The ionization energy of rubidium is \(403 \mathrm{~kJ} / \mathrm{mol}\). Do X-rays with a wavelength of \(85 \mathrm{~nm}\) have sufficient energy to ionize rubidium?

To calculate the energy of a single X-ray photon, we will use the Planck's equation: E = h * f where E is the energy of the photon, h is the Planck's constant, and f is the frequency of the X-ray. First, we need to find the frequency (f) from the given wavelength (λ): f = c / λ where c is the speed of light (approximately \(3 * 10^8 \mathrm{~m/s}\)) and λ is the wavelength in meters (given as 85 nm, or \(85 * 10^{-9} \mathrm{~m}\) in SI units).
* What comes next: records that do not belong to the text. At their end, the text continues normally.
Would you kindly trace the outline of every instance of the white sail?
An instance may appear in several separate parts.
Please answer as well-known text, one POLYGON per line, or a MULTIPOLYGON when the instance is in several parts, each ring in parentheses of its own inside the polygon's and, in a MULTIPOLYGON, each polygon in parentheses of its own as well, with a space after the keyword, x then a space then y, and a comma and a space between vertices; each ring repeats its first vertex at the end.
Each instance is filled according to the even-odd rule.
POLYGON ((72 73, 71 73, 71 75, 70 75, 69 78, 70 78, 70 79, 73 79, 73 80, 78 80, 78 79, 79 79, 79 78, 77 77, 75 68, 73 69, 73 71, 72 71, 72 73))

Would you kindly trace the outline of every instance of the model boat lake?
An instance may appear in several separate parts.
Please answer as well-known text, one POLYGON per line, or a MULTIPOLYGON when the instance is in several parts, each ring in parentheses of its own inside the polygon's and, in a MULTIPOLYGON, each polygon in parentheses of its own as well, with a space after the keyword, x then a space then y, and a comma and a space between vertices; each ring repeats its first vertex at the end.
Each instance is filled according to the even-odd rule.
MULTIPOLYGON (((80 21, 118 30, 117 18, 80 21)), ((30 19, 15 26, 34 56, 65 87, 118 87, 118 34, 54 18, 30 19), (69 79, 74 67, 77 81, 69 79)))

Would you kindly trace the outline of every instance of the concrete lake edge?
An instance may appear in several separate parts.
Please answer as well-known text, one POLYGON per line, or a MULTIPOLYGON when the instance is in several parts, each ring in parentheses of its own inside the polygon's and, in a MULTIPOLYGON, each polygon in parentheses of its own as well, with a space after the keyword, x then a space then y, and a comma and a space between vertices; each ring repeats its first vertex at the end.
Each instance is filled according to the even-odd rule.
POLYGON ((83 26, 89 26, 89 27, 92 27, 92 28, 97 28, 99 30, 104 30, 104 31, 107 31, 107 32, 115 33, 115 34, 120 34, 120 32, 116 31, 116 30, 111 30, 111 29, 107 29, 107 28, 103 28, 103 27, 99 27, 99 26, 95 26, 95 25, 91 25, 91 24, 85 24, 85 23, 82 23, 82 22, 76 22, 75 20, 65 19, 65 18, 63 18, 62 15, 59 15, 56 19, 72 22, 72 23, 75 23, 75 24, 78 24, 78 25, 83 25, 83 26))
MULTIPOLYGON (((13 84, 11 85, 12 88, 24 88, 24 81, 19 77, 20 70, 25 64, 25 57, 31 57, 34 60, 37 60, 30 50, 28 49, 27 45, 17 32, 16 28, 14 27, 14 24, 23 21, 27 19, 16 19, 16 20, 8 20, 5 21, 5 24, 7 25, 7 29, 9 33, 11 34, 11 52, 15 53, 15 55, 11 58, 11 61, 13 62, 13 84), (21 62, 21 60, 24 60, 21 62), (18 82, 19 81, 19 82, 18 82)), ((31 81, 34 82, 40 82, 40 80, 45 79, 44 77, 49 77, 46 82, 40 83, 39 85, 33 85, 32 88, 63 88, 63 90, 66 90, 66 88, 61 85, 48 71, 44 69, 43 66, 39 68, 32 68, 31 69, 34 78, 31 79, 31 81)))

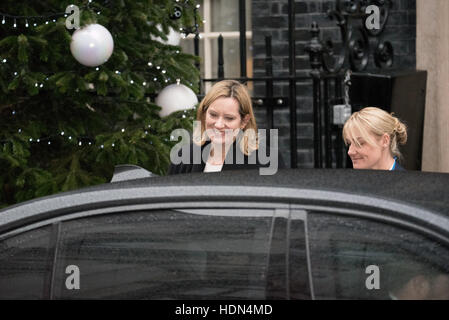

Now we can calculate the frequency f: f = \(3 * 10^8 \mathrm{~m/s}\) / (\(85 * 10^{-9} \mathrm{~m}\)) f ≈ \(3.529 * 10^{16} \mathrm{~Hz}\) Next, we can find the energy of a single photon using the Planck's equation and the Planck's constant (approximately \(6.626 * 10^{-34} \mathrm{~J/Hz}\)): E = h * f E = (\(6.626 * 10^{-34} \mathrm{~J/Hz}\)) * (\(3.529 * 10^{16} \mathrm{~Hz}\)) E ≈ 2.336 * 10^-17 J

We are given the ionization energy of rubidium in kJ/mol. To compare this to the energy of a single X-ray photon, we need to convert it to energy per atom. We do this by dividing the ionization energy by Avogadro's number (approximately \(6.022 * 10^{23} \mathrm{atoms/mol}\)): Ionization energy per atom = (Ionization energy in kJ/mol) / (Avogadro's number) (1 kJ = 1000 J) Ionization energy per atom = (403 kJ/mol * 1000 J/1 kJ) / (\(6.022 * 10^{23} \mathrm{atoms/mol}\)) Ionization energy per atom ≈ 6.694 * 10^-19 J

Now we can compare the energy of a single X-ray photon (E ≈ 2.336 * 10^-17 J) to the ionization energy of rubidium per atom (6.694 * 10^-19 J). Since the energy of an X-ray photon is greater than the ionization energy of rubidium per atom: 2.336 * 10^-17 J > 6.694 * 10^-19 J We can conclude that X-rays with a wavelength of 85 nm have sufficient energy to ionize rubidium atoms.